Busqué rápidamente el teléfono de Christian del bolsillo de su chaqueta. Solo esperaba que tuviese el programa que necesitaba. Sí, perfecto. Accedí rápidamente y me infiltré en uno de los teléfonos copiando un spyware en él. Así que todo lo que enviaran allí, lo recibiríamos nosotros aquí. Volví a guardar el teléfono en su sitio.
— ¿Podemos verlo?
—No somos tan estúpidos como para traerlo con nosotros.
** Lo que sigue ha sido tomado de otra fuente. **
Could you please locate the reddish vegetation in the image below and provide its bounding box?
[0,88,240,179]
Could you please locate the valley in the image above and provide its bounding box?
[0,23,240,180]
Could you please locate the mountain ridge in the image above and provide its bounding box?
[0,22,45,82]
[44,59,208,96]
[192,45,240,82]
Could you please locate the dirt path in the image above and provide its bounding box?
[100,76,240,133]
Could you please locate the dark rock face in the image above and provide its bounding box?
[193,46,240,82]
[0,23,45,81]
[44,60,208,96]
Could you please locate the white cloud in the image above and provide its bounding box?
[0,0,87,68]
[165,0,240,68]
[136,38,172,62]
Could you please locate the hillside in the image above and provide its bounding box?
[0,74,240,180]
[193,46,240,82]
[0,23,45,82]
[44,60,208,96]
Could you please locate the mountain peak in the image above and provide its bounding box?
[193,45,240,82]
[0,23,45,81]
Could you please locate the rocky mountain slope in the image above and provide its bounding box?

Está guardado en un lugar seguro hasta la subasta mañana, y espero que lleven bastante dinero pues solamente el mejor postor se lo va a llevar. Se pueden marchar, esperen indicaciones.
En ese momento sentí el sonido de pasos nuevamente por donde habíamos entrado. Hasta que unos minutos más tarde ya no se sintió ninguno sonido.
—Creo que es hora de marcharnos. —me susurró Christian mientras salíamos de nuestro escondite.
—Vaya, vaya. Pero si había varias ratas escondidas en el armario. —nos dijo una voz desde atrás de nosotros.
Y entonces todo sucedió rápido. El disparo que pasó por nuestro lado, apenas audible y Christian empujándome hacia otro lado para apuntar y dispararle al que nos había descubierto. El hombre cayó rápidamente al suelo. Y Christian llegó rápidamente en mi dirección.
— ¿Te encuentras bien? —me preguntó preocupado mientras llegaba donde estaba yo en el suelo y me tendía la mano.
—Sí, estoy bien. —tomé su mano.
Christian me condujo hasta donde estaba el hombre tendido en el suelo perdiendo sangre, muerto por un tiro en la cabeza. No era el que se había robado el prototipo, era otro que jamás había visto en mi vida.